DG: Very simple reasons, it was my home region in the Living Greyhawk campaign, and the region in which I spent 3+ years as a Triad member. It is most familiar to me, and the area in which I have the most knowledge and background.

GG: What sort of relationship, if any, does your organization have with Wizards of the Coast?

DG: None, really. They are aware of what we are doing. I felt it proper and professional to communicate our intentions to their organized play manager, especially as we were using the D&D Next playtest rules, which required an agreement with WotC. With the DMs writing and running their own adventures, we are not violating any intellectual property of WotC, simply running the game the way it is meant to be played. The DM creates their stories and adventures, and then runs them for the players. The GHR campaign staff simply manages and organizes the campaign, so that there is game balance, and a fairness and consistency to the campaign.
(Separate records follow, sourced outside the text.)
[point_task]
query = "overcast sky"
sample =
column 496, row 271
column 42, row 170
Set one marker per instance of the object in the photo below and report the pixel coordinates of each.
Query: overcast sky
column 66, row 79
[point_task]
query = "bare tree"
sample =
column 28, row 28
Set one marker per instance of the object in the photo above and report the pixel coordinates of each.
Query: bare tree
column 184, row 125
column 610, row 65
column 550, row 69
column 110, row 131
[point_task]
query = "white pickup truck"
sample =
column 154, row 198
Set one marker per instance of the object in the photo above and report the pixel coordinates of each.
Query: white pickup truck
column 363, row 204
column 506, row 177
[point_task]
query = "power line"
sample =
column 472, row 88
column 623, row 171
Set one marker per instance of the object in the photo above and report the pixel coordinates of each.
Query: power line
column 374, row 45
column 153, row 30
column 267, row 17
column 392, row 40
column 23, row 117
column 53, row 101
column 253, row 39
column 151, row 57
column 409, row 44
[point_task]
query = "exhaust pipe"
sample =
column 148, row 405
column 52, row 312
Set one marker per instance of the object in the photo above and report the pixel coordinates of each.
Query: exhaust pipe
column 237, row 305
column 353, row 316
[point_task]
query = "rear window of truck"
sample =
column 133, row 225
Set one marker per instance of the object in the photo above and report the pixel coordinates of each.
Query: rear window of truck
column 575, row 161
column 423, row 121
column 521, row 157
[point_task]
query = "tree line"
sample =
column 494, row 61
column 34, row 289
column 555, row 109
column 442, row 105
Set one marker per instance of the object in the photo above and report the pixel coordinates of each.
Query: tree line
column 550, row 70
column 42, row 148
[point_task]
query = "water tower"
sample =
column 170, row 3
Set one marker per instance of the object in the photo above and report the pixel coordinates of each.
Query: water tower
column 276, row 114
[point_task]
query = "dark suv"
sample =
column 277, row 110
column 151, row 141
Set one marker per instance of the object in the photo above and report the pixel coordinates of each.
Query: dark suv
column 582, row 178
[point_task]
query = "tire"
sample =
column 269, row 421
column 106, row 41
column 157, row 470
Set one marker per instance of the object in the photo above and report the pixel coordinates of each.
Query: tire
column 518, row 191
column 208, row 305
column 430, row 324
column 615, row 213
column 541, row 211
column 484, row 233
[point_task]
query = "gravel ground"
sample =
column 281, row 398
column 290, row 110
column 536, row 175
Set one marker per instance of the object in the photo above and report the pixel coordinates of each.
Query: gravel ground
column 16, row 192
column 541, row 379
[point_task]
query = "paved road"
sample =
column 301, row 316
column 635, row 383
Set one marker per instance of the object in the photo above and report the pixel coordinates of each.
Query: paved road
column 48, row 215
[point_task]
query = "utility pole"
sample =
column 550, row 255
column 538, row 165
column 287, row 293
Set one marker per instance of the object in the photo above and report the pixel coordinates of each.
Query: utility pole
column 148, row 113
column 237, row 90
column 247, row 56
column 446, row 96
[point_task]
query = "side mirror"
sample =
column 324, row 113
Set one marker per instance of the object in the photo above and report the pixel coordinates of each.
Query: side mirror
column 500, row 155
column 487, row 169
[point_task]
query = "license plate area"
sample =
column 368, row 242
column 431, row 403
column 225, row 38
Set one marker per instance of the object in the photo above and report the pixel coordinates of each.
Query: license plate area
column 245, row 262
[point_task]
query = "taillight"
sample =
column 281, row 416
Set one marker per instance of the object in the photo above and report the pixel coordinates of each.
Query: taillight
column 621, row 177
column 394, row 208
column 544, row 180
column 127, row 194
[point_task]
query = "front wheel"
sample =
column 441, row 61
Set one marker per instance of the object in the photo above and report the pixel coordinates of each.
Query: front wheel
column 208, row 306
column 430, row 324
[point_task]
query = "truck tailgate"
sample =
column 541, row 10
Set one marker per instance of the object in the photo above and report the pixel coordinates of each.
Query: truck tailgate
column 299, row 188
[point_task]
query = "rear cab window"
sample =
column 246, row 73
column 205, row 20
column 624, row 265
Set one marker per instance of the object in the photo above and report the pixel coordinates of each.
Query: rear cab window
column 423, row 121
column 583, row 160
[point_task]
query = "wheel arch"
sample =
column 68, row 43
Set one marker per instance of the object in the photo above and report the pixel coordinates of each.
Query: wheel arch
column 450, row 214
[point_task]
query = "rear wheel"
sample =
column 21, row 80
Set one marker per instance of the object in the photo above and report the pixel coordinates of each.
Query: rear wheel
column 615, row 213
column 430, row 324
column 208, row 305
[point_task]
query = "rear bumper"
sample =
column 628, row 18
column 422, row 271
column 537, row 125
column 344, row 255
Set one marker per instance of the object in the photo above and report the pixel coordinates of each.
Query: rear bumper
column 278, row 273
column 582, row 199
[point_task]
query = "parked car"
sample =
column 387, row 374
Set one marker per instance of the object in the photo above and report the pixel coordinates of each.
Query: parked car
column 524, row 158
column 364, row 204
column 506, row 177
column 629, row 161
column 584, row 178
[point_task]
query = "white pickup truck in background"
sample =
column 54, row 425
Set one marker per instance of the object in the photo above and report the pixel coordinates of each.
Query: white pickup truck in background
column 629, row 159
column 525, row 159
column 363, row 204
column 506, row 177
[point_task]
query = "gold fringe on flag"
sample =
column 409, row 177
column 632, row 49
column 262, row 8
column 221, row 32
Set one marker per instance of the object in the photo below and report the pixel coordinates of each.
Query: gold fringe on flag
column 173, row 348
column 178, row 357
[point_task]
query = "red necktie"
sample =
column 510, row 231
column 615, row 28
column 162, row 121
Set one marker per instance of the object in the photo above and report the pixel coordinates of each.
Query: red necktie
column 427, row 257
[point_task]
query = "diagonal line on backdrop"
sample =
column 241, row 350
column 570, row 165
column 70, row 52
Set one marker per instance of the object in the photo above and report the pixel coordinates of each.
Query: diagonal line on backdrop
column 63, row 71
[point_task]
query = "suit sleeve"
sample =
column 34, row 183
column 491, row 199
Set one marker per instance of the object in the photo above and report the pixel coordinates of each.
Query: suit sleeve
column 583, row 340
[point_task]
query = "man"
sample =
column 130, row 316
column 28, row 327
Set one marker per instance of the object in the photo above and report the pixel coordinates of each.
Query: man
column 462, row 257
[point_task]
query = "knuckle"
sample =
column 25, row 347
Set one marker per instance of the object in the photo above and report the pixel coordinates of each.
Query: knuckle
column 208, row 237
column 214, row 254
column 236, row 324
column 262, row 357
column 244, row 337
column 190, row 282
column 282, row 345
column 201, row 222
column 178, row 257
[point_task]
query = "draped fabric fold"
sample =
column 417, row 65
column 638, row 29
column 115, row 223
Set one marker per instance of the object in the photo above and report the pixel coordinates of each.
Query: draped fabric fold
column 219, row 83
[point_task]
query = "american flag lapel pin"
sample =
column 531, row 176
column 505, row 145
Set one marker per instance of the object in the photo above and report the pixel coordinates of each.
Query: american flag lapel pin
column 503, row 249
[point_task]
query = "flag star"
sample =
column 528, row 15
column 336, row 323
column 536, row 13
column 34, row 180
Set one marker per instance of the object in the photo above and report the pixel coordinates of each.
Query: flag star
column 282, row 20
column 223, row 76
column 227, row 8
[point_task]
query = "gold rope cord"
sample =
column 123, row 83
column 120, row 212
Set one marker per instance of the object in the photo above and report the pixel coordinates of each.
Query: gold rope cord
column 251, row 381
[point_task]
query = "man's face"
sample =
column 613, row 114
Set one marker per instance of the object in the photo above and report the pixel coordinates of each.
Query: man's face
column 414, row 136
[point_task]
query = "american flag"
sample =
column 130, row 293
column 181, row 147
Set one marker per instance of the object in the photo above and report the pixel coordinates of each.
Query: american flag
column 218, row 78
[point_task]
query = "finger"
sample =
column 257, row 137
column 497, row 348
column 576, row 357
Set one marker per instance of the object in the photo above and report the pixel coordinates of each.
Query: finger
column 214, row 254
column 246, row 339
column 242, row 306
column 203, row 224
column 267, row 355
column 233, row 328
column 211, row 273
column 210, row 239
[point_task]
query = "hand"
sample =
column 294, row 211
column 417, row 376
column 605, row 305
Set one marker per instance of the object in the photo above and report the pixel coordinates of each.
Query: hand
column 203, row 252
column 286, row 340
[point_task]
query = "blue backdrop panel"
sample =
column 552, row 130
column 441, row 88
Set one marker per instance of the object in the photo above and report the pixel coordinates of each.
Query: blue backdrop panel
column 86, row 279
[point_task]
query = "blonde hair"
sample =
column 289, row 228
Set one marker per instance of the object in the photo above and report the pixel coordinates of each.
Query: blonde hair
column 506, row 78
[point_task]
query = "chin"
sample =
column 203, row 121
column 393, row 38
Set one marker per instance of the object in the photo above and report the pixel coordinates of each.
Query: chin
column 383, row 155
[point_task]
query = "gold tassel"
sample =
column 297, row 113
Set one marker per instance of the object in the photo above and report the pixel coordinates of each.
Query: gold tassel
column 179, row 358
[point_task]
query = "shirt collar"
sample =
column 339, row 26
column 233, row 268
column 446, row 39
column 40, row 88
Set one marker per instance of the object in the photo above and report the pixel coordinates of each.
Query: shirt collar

If we continue to grow and expand, who knows what the future can hold for GHR.

GG: Where do you see Greyhawk Reborn in ten years?

DG: I'd love to see Greyhawk Reborn as a thriving, exciting living campaign option for players and authors alike. I'd love to see it become a viable play opportunity to stand alongside other living-style campaigns of the future. Our plan is to slowly spiderweb outward, expanding into new areas. We'd love to find a handful of creative people in an area and work with them to develop an area of Greyhawk, creating exciting and integrated stories and plots that fit within the world of GHR, creating adventures and other play opportunities at conventions and game days for gamers in their local areas. I'd love to see this spiderweb network continue to spread. I really think the more localized, grass roots campaign of Greyhawk Reborn can really provide much better play opportunities for our gamers than a "top down" management style.